William Henry Miller
Member of the United Kingdom Parliament
for Newcastle-under-Lyme
In office
1830–1841
Personal details
Born 1789
Craigentinny, Midlothian, Scotland
Died 1848 (aged 58–59)
Craigentinny, Midlothian, Scotland
Nationality Scottish
Residence Britwell Court
Craigentinny House

William Henry Miller (1789 – 31 October 1848) was a Scottish book collector and parliamentarian. He sat in the House of Commons from 1830 to 1837.

Miller the only child of William Miller of Craigentinny, Midlothian, was born in 1789. He received a liberal education, and throughout life retained a taste for classical literature. At the 1830 general election he entered Parliament as a Whig defeating Evelyn Denison (who was later Speaker) to become one of the two Members for the borough of Newcastle-under-Lyme. He was re-elected in 1831 as a Tory, and in 1832, 1835 and 1837, each time after a contest, and on two occasions at the head of the poll.

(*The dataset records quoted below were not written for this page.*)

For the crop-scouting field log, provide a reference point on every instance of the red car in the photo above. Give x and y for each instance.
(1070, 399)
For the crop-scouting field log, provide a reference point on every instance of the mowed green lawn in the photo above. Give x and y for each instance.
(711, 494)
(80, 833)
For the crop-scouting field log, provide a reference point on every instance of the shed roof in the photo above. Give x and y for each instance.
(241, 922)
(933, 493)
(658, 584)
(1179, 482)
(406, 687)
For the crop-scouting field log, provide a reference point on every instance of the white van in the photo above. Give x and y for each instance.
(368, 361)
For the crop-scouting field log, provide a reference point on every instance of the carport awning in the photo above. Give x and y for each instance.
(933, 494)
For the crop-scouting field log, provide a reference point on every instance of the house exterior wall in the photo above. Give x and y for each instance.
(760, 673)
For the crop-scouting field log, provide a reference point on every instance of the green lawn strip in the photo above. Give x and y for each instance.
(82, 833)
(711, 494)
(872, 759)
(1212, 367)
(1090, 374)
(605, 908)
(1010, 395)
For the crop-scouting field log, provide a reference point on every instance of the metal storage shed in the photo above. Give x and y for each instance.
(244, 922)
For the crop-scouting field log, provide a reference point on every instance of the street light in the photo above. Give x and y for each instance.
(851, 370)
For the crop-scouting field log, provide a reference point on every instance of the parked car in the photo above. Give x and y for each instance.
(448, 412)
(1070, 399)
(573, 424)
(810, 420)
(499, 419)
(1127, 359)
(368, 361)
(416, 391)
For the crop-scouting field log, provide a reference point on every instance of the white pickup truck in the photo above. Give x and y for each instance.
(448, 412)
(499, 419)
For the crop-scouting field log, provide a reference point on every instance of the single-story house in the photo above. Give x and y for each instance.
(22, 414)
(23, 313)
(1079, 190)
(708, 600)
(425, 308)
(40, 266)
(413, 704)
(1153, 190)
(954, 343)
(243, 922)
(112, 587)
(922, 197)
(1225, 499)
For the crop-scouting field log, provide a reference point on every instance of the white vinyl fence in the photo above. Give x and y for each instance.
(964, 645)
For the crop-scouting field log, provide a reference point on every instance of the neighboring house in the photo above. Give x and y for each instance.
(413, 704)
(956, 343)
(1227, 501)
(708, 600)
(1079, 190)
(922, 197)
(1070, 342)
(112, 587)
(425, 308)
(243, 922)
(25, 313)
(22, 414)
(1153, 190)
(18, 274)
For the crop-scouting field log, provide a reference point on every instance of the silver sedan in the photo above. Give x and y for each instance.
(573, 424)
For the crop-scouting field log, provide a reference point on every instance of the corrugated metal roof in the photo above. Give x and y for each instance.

In 1841, however, he was defeated, and he was again unsuccessful as a candidate for Berwick at the general election of 1847.

He died, unmarried, at Craigentinny House, near Edinburgh, on 31 October 1848, in his sixtieth year, and was by his own desire buried on his estate in a mausoleum erected after his decease, and decorated with sculptured friezes by Alfred Gatley, subsequently referred to as the Craigentinny Marbles.

A portrait of William Henry Miller, by Sir Thomas Lawrence, was engraved.

As a book collector, Miller was regarded as the successor of Richard Heber, and many of the rarest works from his collections of the latter passed into the library which he formed at Britwell Court, near Burnham, Buckinghamshire. He was particular in his choice of copies, and from his habit of carrying about with him a foot rule to measure the size of a 'tall' copy of a book which he wished to buy, he became known at sales and among collectors as 'Measure Miller.’